Serving the High Plains

San Jon Schools superintendent doubtful on in-person classes

The superintendent of San Jon Municipal Schools said late in the school board’s meeting last week she doubted schools would reopen to in-person classes in mid-August.

Superintendent Janet Gladu said in her opinion, schools in New Mexico would have to open to online classes when the school year begins next month because of a sharp increase in COVID-19 cases in the state.

Gladu weeks earlier had expressed optimism San Jon schools would reopen normally because class sizes would be under the required 50% occupancy rate, with an additional bus route the only substantial concession to virus safeguards.

On a related matter, the board approved a re-entry plan and assurances to the state Public Education Department for the upcoming school year.

The plan requires face coverings for all students and staff except while eating, drinking and exercising. Temperature checks would be required for staff entering the building and screening all students “to the extent practical.” Large group gatherings would be avoided and social distancing encouraged. Ill students or staff would be isolated until they can return home.

Gladu said the PED originally indicated it would fund additional instruction days if they were needed because of COVID-19 disruptions. However, Gladu said she heard that morning the state gave “no assurance” it would fund those extra days. She recommended rejecting the additional days because of that.

Gladu said if San Jon schools close because of the pandemic, she said teachers likely would instruct their students online from their classrooms. She said faculty members teaching from their homes is “a huge liability” to the district. She added special-education students also likely would come to the school for individualized instruction.

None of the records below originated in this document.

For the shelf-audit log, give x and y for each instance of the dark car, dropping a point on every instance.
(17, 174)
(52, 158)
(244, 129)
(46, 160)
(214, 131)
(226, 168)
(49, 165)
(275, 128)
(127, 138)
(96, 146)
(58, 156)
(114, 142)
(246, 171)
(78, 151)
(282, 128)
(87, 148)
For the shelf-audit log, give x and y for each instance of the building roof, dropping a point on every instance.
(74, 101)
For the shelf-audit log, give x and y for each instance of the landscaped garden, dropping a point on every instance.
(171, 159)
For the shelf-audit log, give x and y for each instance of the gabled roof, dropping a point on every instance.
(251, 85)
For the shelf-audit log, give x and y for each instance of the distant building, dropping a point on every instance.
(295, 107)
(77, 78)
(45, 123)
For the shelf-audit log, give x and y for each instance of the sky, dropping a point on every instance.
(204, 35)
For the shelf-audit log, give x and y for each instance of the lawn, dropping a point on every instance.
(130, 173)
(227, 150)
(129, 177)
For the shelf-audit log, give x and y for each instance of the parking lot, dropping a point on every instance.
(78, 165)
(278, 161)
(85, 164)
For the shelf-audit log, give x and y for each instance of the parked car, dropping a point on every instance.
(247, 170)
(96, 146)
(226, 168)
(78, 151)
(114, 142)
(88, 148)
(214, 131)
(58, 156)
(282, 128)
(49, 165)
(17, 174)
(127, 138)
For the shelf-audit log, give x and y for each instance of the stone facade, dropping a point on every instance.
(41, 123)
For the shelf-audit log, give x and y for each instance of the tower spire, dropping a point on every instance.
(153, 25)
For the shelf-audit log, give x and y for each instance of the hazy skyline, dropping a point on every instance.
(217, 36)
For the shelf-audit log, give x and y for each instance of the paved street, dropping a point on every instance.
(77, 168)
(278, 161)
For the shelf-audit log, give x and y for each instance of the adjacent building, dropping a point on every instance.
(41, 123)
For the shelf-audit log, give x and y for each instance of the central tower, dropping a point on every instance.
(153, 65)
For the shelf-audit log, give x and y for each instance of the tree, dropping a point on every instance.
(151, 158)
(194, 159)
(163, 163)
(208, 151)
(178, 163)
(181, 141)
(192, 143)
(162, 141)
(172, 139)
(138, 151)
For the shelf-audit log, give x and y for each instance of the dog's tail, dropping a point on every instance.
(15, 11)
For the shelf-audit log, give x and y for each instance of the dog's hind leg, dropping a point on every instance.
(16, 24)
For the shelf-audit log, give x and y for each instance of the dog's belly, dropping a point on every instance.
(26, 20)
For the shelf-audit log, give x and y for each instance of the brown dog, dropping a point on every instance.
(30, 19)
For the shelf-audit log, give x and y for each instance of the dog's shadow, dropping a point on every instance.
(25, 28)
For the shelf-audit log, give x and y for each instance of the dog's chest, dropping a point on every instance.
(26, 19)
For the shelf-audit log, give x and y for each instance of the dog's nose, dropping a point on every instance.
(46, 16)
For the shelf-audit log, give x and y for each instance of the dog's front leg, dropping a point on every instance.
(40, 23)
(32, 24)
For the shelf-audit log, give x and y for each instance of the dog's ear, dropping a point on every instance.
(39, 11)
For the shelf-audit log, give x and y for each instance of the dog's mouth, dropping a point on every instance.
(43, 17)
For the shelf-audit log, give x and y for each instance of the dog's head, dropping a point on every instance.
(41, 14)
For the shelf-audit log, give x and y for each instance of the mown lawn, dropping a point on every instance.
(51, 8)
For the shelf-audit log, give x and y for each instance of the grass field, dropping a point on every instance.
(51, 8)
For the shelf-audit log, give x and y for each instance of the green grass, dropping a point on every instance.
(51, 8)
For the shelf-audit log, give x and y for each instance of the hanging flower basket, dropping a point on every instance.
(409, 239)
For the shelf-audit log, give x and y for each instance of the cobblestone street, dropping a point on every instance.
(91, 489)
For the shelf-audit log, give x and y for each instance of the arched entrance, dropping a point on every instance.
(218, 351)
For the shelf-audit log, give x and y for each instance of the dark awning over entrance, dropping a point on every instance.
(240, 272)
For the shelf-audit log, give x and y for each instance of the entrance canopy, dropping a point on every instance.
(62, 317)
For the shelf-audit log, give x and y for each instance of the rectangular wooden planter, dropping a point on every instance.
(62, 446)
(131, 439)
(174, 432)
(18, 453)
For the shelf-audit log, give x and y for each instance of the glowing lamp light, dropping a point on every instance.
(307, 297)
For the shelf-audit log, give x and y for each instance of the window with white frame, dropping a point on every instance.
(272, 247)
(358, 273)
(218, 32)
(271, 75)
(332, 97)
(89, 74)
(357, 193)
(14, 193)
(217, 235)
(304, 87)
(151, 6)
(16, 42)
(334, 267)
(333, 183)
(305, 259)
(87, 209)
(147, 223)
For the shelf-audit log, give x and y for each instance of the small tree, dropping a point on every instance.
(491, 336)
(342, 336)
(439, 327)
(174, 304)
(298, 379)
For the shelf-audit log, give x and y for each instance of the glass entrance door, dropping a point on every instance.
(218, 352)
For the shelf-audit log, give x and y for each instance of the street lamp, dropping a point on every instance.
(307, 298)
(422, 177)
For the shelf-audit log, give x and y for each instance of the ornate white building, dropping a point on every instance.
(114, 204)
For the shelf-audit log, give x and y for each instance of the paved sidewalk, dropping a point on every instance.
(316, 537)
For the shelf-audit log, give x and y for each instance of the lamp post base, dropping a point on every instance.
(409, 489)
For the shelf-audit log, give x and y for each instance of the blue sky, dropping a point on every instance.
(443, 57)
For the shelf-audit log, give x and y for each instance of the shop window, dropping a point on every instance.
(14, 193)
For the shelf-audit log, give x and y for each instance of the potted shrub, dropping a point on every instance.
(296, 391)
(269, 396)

The 22-page re-entry plan is on the district’s website at under the “District Resources” tab.

In other business:

• The board chose one of 11 entries submitted for San Jon Coyotes floor decals for the district’s two gymnasiums. The winning design and its creator would be unveiled during a ceremony at a later date.

n The board approved a new salary schedule for the district’s employees. Teachers would receive a 1% raise this coming school year versus the 4% raise approved in the spring. The New Mexico Legislature reduced pay raises in June during a special session because of a cash crunch caused by COVID-19 and oil revenue declines.

• Gladu said the school carnival scheduled for October would be postponed because of the state’s health order. She said she hoped it could be rescheduled in the spring. Board members instructed her to give monthly status updates on the carnival.

• The board approved a lawn services bid from Joseph Benavidez. He would mow and trim the school grounds for $425 per session on an as-needed basis.

• The board heard about sick-leave updates created by the Families First Coronavirus Response Act. It allows up to 80 hours of paid leave for COVID-19 reasons that won’t affect an employee’s regular sick-leave days.

• Gladu said she would recommend a closed campus during the upcoming school year but was open to revisiting the policy. She said during lunch, students would be assigned to a table and chair in an effort to prevent the spread of COVID-19.

• The board approved a request for proposals to hire a contract manager to oversee the district’s major bond or grant projects. Gladu estimated the cost would be from $30,000 to $60,000 over three years, but the board can reject such a proposal if they deem the cost too high. Gladu said the district had the cash balance for a project manager and noted those improvement projects likely will affect the district for 50 years. Board member Cynthia Lee expressed reluctance on the idea because of the financial uncertainty caused by the pandemic.

• The board tabled a decision on approving a nondiscrimination policy revision based on a federal Title IX update. Gladu said some of the updates include sections on cyberbullying.